American pragmatism begins in an attempt to go behind the question, Is a belief true? to the prior question, What does it mean?

Many of the ideas or terms with which our beliefs are concerned, such as force, free will, God, have no pictorial meaning. They are simply "inconceivable." We can therefore save ourselves the trouble of asking whether God exists, by noting that the alleged idea of God is a meaningless word.

But Herbert Spencer had already said that the unpicturable idea may notwithstanding have a very definite meaning if it leads us to make predictions which can be verified. Electricity is what electricity does.
The meaning of every idea which has no direct sense-imagery in it may be discovered--if it has any meaning--in the sense-effects it leads to.

Let us seek a clear idea of Weight. To say that a body is heavy means simply that, in the absence of opposing force, it will fall. This is evidently the whole conception of weight.

Such a method relieves us of many puzzles in our fruitless efforts to guess what Weight may be in itself, or force in general, or free will, or God. Consider simply what effects these entities have in experience. If they have no effects, they have no meaning.

If two such entities have the same effects, they have the same meaning, though they have different names. ...
...to say that the wine and bread are the body and blood of Christ, and to say that they are mere symbols thereof, must mean precisely the same thing, so long as (and if) the bread and wine have precisely the same qualities in each case and if the rite has the same emotional import.

It is evident that the theory of evolution would lend a certain support to this theory of truth. For evolution makes the intellect an organ in the struggle for existence: the mind must be an aid in survival, otherwise it would not exist. ]

The value of a thought would lie solely in its leading to the fittest possible response to the environment.
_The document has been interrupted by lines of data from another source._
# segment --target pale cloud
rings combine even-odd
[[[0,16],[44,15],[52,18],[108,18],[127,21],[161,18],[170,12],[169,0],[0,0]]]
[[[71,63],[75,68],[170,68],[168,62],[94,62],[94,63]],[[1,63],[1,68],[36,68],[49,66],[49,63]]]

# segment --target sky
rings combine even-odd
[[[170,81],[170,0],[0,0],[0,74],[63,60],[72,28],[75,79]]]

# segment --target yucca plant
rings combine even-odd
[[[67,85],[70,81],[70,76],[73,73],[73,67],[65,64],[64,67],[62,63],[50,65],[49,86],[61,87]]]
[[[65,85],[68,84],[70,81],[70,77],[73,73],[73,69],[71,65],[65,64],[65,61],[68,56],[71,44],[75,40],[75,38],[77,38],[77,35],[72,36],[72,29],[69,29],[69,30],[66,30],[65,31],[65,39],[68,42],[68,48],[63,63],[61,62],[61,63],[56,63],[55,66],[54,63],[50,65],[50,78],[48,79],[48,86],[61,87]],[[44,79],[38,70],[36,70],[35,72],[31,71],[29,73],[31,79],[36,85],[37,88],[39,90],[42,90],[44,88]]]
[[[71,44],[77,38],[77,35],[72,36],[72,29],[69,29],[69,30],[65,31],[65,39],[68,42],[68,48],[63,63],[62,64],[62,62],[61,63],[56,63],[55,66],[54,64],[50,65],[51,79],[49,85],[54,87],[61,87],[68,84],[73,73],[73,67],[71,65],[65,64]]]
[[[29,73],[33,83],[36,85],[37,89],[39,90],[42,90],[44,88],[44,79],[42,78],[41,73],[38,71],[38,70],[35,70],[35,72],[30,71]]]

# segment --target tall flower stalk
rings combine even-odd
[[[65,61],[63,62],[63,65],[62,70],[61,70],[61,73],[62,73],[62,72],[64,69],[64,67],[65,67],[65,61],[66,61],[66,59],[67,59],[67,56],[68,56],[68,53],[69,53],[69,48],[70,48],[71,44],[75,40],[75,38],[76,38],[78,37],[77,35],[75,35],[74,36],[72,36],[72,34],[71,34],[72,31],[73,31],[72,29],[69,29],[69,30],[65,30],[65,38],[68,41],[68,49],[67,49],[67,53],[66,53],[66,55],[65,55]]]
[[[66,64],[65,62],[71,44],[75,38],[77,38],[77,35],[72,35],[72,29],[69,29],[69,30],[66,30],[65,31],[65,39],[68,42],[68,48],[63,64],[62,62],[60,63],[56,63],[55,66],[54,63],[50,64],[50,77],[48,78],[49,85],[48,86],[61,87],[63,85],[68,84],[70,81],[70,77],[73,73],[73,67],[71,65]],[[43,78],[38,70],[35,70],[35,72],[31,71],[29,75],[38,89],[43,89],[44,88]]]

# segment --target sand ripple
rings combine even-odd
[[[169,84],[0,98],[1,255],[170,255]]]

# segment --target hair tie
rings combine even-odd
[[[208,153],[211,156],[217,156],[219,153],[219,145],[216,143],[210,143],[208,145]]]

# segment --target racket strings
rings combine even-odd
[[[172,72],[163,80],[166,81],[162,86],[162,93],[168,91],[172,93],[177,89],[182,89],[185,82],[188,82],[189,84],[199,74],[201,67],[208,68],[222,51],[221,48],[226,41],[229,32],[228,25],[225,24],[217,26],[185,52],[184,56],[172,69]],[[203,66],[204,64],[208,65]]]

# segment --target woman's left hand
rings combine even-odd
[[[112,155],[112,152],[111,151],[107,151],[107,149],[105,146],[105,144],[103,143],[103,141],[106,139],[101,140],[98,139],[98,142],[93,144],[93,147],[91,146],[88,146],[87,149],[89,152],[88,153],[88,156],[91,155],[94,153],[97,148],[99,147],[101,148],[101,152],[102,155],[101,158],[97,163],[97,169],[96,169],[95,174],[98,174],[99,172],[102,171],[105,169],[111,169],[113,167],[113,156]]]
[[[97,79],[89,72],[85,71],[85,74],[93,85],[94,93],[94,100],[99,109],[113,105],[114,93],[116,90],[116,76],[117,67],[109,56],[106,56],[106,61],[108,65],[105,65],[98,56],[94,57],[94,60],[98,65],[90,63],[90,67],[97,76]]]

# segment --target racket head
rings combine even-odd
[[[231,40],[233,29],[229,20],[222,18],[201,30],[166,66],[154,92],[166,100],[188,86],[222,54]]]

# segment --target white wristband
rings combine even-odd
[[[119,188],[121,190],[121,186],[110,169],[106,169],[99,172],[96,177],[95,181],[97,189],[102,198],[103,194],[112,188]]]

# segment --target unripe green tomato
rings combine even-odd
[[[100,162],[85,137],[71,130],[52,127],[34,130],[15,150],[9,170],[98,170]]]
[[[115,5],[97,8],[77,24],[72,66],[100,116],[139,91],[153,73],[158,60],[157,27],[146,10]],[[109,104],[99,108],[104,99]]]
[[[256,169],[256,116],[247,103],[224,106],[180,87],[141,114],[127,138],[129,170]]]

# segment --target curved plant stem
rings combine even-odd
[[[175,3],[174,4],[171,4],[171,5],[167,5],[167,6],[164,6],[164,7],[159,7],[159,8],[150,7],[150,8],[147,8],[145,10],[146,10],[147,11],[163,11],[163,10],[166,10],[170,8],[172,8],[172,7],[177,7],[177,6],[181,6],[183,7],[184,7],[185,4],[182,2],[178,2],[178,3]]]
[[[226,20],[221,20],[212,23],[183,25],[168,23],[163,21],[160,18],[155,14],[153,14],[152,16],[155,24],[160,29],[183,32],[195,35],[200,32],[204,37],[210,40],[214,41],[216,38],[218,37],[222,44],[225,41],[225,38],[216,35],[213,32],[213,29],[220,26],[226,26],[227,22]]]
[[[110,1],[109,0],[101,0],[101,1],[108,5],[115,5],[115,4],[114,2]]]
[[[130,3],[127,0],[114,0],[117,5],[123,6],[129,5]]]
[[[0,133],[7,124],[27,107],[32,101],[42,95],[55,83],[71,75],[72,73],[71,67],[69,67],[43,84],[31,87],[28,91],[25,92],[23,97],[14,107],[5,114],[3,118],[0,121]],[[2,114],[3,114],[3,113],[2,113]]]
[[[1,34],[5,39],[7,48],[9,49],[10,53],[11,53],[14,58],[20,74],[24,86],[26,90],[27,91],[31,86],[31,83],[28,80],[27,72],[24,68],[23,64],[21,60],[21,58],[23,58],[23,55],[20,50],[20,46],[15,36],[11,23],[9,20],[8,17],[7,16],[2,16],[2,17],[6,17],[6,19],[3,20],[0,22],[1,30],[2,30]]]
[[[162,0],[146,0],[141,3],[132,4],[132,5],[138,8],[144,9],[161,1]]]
In themselves aport from the eye, physical things have no color. ]

Pragmatism Examined:

Mussolini makes a a pragmatic judgment that democracy is a failure, that is, a false belief. It was not working in Italy. Is he right? Has democracy been tried? Has monarchy been tried? Has any form of government been tried enough? When the late war broke out, it was said on many sides, Christianity has failed. The judgment was pragmatic.

Or take a simpler belief, that in immortality. Kant saw but one aspect of this belief: it allows room for moral perfection. May it also allow room for eternal degradation?

Take the following test-cases to determine whether pragmatism meets our idea of the way to determine truth:

(1) The lost trace. Which of the two propositions is true: There was a man named Homer, There was not a man named Homer? Ordinary logic and common sense require that one or the other must be true. But suppose that no evidence can be found for or against either proposition, all traces being lost. Then, by the pragmatic method, neither is true and neither is false; but having no consequences and "making no difference" both arre devoid of meaning,

(2) The perfect imitation. There are in practice few perfect imitations. But one coin is very nearly a duplicate of another. Suppose that two men at the bank receive in exactly similar bags the same number of new coins; and suppose that each takes the other's bag. Pragmatically, there is nothing to shake the belief that each has the bag that was given him. Are these beliefs then true?

The perfect copy of a Rembrandt successfully marketed would lose almost all of its value if it were known to be merely a perfect imitation. The collector, whose enemy, instead of stealing his priceless old painting, drove him to a deeper madness by making so exact a duplicate of it that the collector was unable to tell which was the original. When the interest is in individual identity, a pragmatic equivalence fails to satisfy.

(3) The multiconsistent universe. It is conceivable that there are several hypotheses about the nature of things which work equally well, all of them being consistent with all the facts. Your choice between Spinoza's rigid determinism and the idealistic system of freedom would depend on what kind of person you are.

The truth about the color of the chameleon is not any one of its colors, but that quality which enables it to vary.

The central trouble with pragmatism seems to be that when we choose our belief, it ceases to be our belief.

The logical error of pragmatism may be stated as a "false conversion" of "All true propositions work" into "All propositions that work are true." This is not permissible. From All crows are black birds, it does not follow that All black birds are crows. It only follows that No bird which is not black is a crow.
Or in the present case, No proposition which does not work is true. Thus a negative pragmatism is of use in detecting the presence of error.

There is one situation in which it would be permissible to convert the proposition. All equilateral triangles are equiangular and also All equiangular triangles are equilateral. This is because the classes named in the subject and the predicate coincide in extent.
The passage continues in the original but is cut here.